Più in generale, mi soffermerei sull’idea di residuo, perché lo spazio poetico è senz’altro residuale e marginale, ma abita tutti i paesaggi, immaginabili e inimmaginabili, dentro e fuori dall’editoria e dentro e fuori dalla poesia. Penso a un tipo particolare di residuo, non a qualcosa che rimane incastrato tra i denti di cui dimenticarsi una volta tolto, ma piuttosto a ciò che rimane o che è in avanzo, e che non può essere ignorato anche quando viene rimosso. Mi immagino più banalmente il canto di una specie di uccello data per estinta, che si risente in luoghi inattesi, dopo aver seguito rotte migratorie ignote. Se è uno spazio, è lo spazio della distanza e ha un infinito potenziale: il poter tornare ovunque sotto forma di fantasma, che con il selvatico/selvaggio condivide un’apertura verso l’Altrove, apre uno spazio sovversivo in cui convivono silenzio e massima significazione.

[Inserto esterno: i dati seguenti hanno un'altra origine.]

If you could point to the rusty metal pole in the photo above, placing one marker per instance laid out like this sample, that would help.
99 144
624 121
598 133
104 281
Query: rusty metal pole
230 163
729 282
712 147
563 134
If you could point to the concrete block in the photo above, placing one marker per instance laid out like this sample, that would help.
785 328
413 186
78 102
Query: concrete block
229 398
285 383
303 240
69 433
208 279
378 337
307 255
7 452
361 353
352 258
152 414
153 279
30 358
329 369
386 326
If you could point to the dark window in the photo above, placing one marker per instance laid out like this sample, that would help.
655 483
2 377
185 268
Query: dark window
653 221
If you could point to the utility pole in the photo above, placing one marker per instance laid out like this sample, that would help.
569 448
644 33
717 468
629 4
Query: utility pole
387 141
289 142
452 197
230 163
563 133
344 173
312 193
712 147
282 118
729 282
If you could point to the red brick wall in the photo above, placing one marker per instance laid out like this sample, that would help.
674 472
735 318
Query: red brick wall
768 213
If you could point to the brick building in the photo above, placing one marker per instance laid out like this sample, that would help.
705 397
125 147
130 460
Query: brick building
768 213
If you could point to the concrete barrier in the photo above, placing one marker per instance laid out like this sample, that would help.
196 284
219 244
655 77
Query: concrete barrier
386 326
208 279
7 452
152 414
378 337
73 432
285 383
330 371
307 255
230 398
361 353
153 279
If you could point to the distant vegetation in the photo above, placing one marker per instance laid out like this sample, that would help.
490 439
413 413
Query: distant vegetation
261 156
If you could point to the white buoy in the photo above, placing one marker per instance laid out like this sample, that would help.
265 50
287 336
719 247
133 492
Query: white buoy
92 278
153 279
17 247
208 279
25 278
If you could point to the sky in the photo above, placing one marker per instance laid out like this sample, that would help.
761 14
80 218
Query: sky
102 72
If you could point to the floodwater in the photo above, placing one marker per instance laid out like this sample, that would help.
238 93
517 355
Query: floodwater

Questo fantasmatico ripresentarsi può essere problematico perché i fantasmi fanno paura e questo sentimento crea un circolo vizioso di paralisi e chiusura, quando invece dovrebbe portare aperture radicali e spirito d’esplorazione, un momento transitorio che educa al conflitto e alla messa in discussione in primo luogo di sé stessi, come ci insegnano i detective – non a caso – selvaggi di Roberto Bolaño.

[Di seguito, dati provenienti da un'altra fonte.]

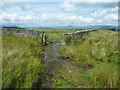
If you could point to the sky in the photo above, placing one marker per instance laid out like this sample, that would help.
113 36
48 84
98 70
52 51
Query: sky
56 13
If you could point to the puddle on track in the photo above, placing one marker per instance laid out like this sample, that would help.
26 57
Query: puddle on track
53 60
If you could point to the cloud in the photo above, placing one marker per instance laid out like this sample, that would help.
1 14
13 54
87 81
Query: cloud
71 8
27 7
67 7
106 14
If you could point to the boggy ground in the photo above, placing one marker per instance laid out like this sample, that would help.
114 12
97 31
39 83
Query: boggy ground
61 72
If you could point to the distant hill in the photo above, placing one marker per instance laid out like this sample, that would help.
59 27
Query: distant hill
70 27
14 27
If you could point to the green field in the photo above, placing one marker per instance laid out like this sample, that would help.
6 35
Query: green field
21 62
92 61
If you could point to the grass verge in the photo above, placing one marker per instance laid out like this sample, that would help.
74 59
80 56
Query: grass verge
99 49
21 62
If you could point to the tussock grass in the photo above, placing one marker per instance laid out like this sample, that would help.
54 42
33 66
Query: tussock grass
99 49
20 61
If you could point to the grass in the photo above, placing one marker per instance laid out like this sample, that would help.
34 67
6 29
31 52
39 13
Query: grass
99 49
21 62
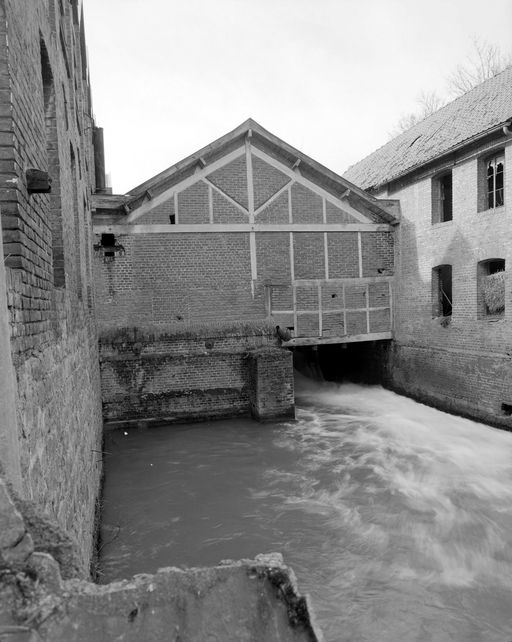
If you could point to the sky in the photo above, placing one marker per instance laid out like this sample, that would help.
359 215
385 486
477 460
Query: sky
330 77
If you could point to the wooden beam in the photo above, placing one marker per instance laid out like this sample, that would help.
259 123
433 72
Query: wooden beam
167 194
295 175
353 338
163 228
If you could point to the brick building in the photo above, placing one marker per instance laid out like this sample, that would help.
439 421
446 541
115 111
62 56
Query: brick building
247 228
246 231
453 299
46 139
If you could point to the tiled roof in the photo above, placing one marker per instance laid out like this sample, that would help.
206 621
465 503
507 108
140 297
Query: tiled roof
480 110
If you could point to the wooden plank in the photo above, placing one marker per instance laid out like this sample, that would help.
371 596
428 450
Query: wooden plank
349 280
147 206
360 254
160 228
354 338
295 175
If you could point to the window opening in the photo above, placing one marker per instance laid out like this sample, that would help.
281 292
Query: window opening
495 168
491 282
442 198
442 291
446 197
108 242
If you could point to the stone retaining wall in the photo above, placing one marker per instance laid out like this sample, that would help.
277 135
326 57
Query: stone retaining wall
164 375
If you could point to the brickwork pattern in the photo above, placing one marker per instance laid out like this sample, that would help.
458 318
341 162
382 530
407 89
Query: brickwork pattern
308 255
163 377
377 253
275 212
267 181
271 384
463 366
273 256
160 215
45 121
334 214
232 179
306 205
184 278
193 204
226 212
343 253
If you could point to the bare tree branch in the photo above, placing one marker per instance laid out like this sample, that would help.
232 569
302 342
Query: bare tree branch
485 61
428 103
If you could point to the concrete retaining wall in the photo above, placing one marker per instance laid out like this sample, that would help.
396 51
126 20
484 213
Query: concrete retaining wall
251 600
170 375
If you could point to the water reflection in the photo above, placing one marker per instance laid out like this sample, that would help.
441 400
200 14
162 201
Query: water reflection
396 518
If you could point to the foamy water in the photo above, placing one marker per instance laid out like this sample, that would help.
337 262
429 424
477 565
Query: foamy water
396 518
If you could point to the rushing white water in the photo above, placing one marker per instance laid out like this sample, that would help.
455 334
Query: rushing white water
396 518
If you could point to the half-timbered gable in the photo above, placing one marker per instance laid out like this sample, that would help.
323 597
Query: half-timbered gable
248 228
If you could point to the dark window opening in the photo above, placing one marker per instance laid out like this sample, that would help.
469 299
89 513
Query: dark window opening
442 198
108 240
506 408
495 169
446 197
491 288
442 291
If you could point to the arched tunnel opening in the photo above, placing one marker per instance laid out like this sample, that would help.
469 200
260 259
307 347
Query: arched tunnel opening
358 362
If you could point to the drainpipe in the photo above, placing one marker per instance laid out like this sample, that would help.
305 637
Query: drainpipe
9 445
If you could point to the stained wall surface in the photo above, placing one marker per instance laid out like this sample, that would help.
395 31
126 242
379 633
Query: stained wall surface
46 125
461 362
247 237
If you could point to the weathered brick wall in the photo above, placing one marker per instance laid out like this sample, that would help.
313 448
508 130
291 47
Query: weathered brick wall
165 375
176 275
271 384
46 124
186 278
465 365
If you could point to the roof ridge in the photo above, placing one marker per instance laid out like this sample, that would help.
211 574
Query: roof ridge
437 136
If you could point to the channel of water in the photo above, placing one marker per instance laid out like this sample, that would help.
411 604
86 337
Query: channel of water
396 518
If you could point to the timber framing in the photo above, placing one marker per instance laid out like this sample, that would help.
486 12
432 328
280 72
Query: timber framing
249 140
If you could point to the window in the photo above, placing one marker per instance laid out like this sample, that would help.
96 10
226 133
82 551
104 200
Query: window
494 173
442 291
442 198
491 288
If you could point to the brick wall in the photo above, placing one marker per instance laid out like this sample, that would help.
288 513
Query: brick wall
185 277
46 124
163 375
463 365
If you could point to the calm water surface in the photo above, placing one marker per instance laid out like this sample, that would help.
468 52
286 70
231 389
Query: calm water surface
396 518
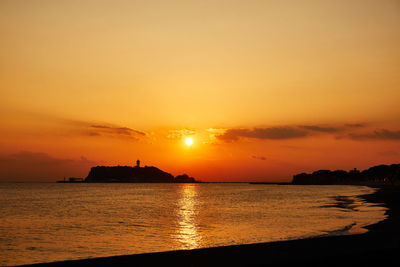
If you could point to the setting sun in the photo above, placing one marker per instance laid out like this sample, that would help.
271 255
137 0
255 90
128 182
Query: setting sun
189 141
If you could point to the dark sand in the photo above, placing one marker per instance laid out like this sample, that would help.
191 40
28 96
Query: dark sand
377 247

Questo è lo spazio poetico, selvaggio e infestato, in cui mi sono persa senza rispondere veramente alla domanda, forse perché non credo che la poesia – editorialmente parlando e come preciso genere letterario – si collochi fuori dalle logiche del mercato che anche in questo ambito dettano le regole del gioco. Se abita il margine è perché è marginalizzata, non per posizionamento politico: questo paradigma andrebbe capovolto, altrimenti la poesia rischia di essere solo qualcosa che non conta nulla perché non vende.
E il resto – della filosofia, dell’arte, del teatro, le altre pratiche, et al? Che tipo di paesaggio occupano, se lo occupano, intorno a questo incolto, residuo, “friche”?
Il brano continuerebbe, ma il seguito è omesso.